Philippe LE HOUÉROU * Chairman of the Board, AFD (Agence française de développement); Director, Ferdi Chair in International Architecture of Development Finance. Contact : lehoueroup@gmail.com.This article was published by Ferdi in a Working Paper no. 320 on March 2023.

Over the last 30 years, at least 94 green-climate funds have been created to finance climate-related projects and programs in emerging markets and developing economies (EMDEs). Each individual fund may have been justified at the time of its creation. As a system, however, they do not add up and their contribution to the total flows of green finance remains marginal.

In this paper, we count 81 active funds as of the end of 2022. Moreover, it is quite difficult, if not impossible, to evaluate even the most basic aspects of the financial management and impact of these funds as a « system » and a channel of climate finance. Given the urgency of scaling up both mitigation and adaptation policies and projects in EMDEs, and before creating new funds that would add to the current astonishing fragmentation, it is urgent to increase the transparency, efficiency and impact of today's existing publicly financed funds.
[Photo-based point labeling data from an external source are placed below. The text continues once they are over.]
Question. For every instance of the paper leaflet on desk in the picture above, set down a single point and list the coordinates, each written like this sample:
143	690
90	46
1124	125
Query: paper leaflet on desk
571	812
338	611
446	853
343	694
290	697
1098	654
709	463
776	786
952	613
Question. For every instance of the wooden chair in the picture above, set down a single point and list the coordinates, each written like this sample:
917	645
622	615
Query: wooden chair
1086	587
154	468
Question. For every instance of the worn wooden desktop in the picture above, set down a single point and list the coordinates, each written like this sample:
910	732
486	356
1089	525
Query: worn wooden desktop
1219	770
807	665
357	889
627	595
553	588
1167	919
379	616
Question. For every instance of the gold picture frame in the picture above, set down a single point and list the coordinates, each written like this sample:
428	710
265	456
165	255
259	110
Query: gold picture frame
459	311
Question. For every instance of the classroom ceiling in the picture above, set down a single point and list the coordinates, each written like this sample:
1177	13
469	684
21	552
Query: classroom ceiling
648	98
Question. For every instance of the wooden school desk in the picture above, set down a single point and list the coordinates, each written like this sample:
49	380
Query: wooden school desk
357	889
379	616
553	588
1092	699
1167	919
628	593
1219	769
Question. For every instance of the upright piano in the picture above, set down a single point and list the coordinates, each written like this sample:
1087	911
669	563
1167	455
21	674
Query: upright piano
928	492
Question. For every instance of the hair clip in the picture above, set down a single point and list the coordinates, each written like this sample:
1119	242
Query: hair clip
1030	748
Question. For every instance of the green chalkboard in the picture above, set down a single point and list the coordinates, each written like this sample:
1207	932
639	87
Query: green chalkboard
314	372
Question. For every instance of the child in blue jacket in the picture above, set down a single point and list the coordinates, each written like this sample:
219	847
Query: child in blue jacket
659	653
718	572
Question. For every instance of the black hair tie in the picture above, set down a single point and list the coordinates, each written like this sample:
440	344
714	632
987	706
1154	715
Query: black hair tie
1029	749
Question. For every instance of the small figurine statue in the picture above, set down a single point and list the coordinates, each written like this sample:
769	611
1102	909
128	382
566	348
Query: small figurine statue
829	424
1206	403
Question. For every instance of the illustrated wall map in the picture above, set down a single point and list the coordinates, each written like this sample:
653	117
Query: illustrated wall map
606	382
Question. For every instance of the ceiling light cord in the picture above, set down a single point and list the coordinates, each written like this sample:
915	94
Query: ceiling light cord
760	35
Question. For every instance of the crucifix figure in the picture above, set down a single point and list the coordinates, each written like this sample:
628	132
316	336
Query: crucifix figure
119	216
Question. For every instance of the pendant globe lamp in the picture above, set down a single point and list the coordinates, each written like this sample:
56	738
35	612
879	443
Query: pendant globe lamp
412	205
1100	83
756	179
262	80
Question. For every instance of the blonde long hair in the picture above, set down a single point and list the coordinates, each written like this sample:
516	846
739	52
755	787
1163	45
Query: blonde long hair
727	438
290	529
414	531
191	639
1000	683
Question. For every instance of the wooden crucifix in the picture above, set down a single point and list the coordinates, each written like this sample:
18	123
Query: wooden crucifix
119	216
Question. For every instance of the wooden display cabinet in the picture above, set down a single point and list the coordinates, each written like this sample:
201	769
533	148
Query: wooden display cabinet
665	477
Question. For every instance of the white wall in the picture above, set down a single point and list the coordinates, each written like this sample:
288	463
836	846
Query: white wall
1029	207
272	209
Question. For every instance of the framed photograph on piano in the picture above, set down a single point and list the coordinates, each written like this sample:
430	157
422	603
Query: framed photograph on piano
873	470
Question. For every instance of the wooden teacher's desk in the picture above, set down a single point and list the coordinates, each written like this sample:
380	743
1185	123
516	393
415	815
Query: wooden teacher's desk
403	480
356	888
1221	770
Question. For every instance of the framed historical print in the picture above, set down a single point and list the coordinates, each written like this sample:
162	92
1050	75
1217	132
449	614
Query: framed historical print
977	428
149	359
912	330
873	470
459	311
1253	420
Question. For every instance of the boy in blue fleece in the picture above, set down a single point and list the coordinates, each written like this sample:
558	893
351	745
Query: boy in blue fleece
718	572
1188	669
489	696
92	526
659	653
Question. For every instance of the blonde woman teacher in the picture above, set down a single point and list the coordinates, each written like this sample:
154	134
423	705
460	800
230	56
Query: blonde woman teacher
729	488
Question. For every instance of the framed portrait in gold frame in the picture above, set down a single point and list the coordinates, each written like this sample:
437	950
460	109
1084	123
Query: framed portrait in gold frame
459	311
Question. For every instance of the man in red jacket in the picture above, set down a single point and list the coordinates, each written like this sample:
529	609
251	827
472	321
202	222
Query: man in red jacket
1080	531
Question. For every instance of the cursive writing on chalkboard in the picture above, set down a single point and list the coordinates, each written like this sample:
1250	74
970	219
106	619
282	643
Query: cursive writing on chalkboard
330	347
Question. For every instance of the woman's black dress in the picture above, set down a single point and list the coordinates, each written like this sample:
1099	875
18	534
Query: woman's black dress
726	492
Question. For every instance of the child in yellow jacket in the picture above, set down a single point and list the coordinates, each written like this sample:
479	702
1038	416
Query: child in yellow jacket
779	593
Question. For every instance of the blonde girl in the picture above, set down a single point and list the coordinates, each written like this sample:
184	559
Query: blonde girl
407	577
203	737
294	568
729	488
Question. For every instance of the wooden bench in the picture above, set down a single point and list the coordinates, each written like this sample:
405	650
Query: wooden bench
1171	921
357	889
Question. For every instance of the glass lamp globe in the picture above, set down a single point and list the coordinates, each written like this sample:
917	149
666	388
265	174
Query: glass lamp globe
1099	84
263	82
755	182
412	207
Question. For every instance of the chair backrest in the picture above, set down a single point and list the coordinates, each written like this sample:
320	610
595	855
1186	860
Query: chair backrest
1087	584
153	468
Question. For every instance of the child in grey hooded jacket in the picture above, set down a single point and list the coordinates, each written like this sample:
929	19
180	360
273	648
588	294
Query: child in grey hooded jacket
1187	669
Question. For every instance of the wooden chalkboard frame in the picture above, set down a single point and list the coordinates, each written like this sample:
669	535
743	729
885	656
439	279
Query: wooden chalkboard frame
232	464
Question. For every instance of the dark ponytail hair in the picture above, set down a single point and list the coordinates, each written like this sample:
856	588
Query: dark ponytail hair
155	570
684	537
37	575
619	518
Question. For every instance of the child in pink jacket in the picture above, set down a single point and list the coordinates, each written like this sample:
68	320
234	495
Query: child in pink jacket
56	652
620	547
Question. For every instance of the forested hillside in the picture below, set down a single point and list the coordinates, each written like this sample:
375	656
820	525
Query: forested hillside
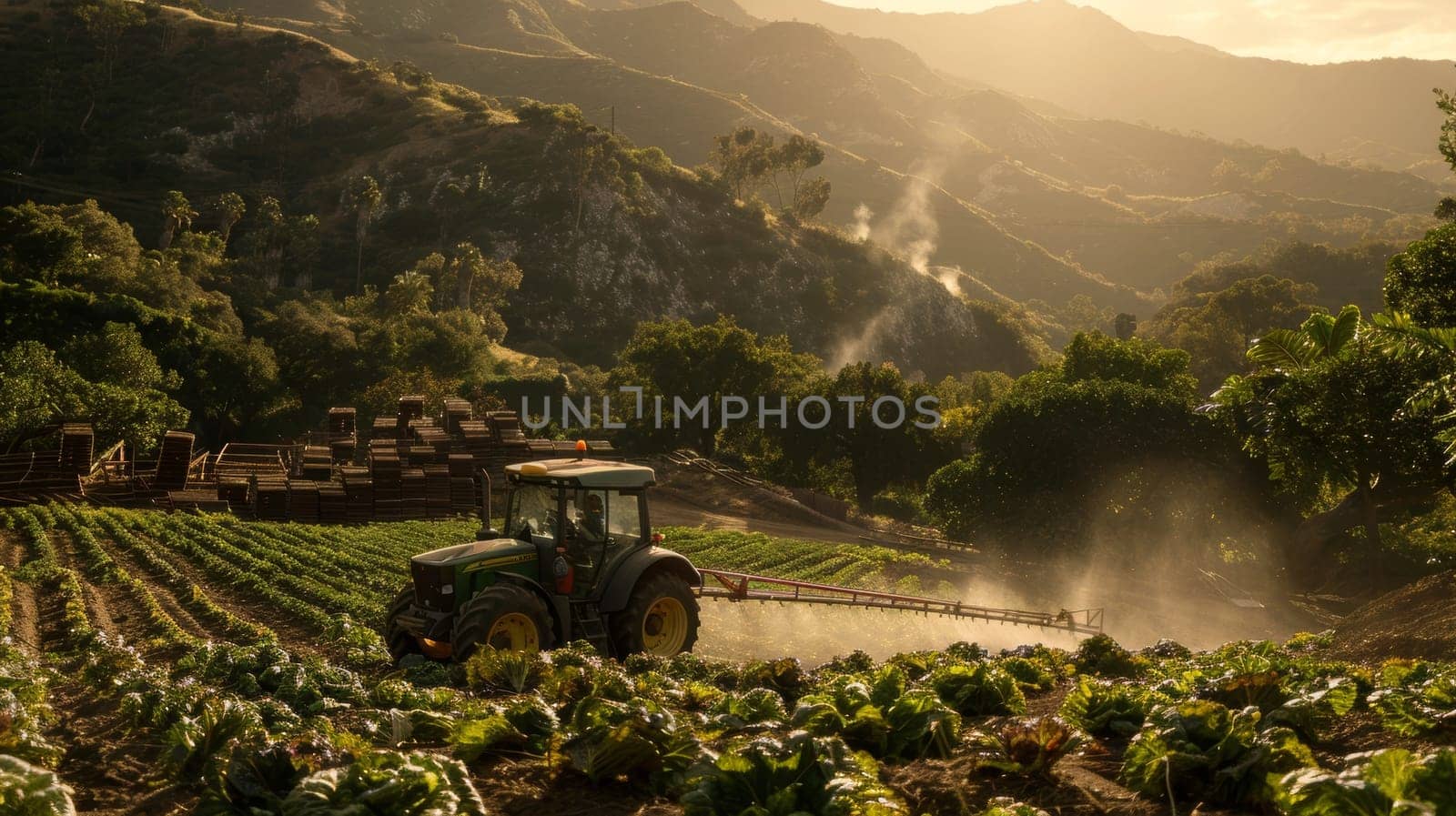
1024	196
603	232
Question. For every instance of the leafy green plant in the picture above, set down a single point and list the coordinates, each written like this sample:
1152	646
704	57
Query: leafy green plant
1380	783
504	670
388	784
785	675
194	745
255	781
1026	747
26	791
611	740
883	719
979	690
524	725
1416	699
756	707
798	776
1200	750
1006	806
1107	707
1099	655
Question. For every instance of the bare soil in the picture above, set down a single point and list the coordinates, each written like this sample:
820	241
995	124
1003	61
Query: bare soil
1417	621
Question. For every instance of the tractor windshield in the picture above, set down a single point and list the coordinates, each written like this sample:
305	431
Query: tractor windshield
531	512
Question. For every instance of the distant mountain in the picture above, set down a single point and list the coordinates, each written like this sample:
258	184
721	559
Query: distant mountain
1087	61
1026	196
606	233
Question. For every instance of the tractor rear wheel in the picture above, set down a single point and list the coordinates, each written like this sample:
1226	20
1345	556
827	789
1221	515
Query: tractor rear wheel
400	643
504	617
662	617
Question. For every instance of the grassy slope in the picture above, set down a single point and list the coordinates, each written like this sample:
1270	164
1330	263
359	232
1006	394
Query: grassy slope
262	111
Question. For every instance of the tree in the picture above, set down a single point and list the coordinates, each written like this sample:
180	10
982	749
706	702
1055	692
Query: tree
408	294
106	22
177	214
793	159
1216	327
1331	413
363	198
676	359
743	157
1125	326
1448	145
230	210
878	456
812	198
1421	281
1106	444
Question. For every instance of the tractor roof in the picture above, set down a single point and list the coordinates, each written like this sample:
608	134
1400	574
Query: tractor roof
586	473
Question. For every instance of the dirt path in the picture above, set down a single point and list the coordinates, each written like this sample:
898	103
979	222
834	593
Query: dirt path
24	612
295	636
167	598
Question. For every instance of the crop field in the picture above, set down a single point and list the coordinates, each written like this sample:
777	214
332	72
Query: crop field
177	663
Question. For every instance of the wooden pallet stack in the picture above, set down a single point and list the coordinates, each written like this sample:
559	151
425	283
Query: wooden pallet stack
341	420
233	490
411	409
437	490
458	410
269	497
386	470
318	463
385	428
77	448
332	502
359	493
462	485
303	500
174	460
412	500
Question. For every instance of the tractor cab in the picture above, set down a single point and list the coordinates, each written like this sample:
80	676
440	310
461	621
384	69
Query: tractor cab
592	515
575	560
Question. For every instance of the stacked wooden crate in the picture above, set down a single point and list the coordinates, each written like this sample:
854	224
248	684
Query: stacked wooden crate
458	410
385	470
462	485
318	463
410	409
332	502
174	460
269	497
412	493
437	490
303	500
77	448
359	493
233	490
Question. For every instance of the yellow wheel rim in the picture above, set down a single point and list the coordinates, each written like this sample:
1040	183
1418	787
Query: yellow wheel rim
514	631
664	627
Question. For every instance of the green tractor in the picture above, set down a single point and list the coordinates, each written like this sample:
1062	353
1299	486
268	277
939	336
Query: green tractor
577	561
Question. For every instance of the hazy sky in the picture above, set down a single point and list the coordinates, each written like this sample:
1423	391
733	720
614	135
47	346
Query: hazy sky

That would be a useful first step in rationalizing and redefining the current messy aid architecture.

The discussion about the much-needed changes in the aid architecture has become more active in recent months. Over the last 30-35 years, the aid architecture that came out of World War II (WWII) has evolved without a master plan, without an architect, in a series of ad-hoc adaptations. This has led to a messy and fragmented aid system that few understand and whose efficiency and impact are being questioned. In addition, as the devastating consequences of climate change and pandemics (think Covid, avian flu, etc.), are becoming more obvious to world citizens, and hence their political representatives, urgency of “doing something” or more precisely “doing more” about global public goods has jumped to the top of the agenda (G7, G20, Bridgetown Initiative, etc.).One of the symptoms of both the fragmentation of the aid architecture and the…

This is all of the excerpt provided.